The Sir Bobby Robson Trophy match was a charity football match played in honour of the former England and Newcastle United manager, Sir Bobby Robson, and in aid of his cancer charity, the Sir Bobby Robson Foundation. Produced under licence by Toast Entertainment Group, it was played at St James' Park in Newcastle upon Tyne, England, on Sunday 26 July 2009. The match was described as the 'tear-jerker of the decade', and proved to be Robson's last public appearance, as he died five days later on the morning of 31 July 2009 aged 76, having been suffering from cancer, his fifth diagnosis in his lifetime. Early estimates were that the charity match raised hundreds of thousands of pounds for the Foundation which he set up in the last years of his life to fund cancer research in his native North East England.

The match was pitched as a replay of an England 1990 FIFA World Cup match played under Robson's reign as manager and was to feature English and German players from the original 1990 World Cup squads. England won the game 3–2 in normal time, watched by 33,000 spectators in the stadium, as well as being broadcast live by ITV4.
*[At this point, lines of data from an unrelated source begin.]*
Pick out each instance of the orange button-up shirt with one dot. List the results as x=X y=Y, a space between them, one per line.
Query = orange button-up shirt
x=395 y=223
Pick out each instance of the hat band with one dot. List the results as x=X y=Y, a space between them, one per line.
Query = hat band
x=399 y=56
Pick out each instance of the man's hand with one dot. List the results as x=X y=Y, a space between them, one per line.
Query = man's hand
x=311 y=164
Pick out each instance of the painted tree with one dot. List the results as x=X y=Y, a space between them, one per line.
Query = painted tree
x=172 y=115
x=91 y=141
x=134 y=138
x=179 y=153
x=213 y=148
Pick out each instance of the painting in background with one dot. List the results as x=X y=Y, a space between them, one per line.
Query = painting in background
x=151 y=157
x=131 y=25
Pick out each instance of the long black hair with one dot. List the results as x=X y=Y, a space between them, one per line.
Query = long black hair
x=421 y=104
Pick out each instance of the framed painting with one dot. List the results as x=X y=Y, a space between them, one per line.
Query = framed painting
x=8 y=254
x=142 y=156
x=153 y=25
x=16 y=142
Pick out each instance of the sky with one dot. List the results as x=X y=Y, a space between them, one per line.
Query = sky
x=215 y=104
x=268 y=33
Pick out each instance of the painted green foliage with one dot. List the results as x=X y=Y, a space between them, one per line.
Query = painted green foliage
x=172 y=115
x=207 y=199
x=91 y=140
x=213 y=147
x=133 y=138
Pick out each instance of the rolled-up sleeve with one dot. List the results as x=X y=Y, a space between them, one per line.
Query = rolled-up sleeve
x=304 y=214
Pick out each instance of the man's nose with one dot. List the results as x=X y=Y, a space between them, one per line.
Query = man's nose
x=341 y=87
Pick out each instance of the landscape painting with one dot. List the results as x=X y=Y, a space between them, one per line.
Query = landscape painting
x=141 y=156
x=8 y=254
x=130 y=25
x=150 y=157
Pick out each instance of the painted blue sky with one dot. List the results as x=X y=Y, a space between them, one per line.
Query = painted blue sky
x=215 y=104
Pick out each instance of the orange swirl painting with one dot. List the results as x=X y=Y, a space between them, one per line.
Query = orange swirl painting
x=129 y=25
The England team featured 6 of the original 1990 starting eleven, in addition to appearances from other 1990 English and German squad members, and other retired England and Newcastle United footballers, and selected celebrity guests. England recovered from being 2–0 down after goals from Thomas Helmer and Fredi Bobic with goals from Les Ferdinand and Alan Thompson, to end the first half 2–2. England won the game after a second half penalty from Alan Shearer with 11 minutes to go.

==Background==

===Italia 90===
The 1990 World Cup hosted in Italy, was the culmination of eight years of management of England by Robson, and it had been announced by the FA prior to the tournament that it would be his last in charge of England. England reached the semi-finals, and played West Germany at the Stadio delle Alpi in Turin. After finishing 1–1 in normal time, and with no goals in extra time, England lost the game 4–3 in a penalty shoot-out, with Stuart Pearce and then Chris Waddle missing England's final penalties. During the game, Paul "Gazza" Gascoigne openly wept when he received a yellow card during extra time, which meant he would have missed the final had England won.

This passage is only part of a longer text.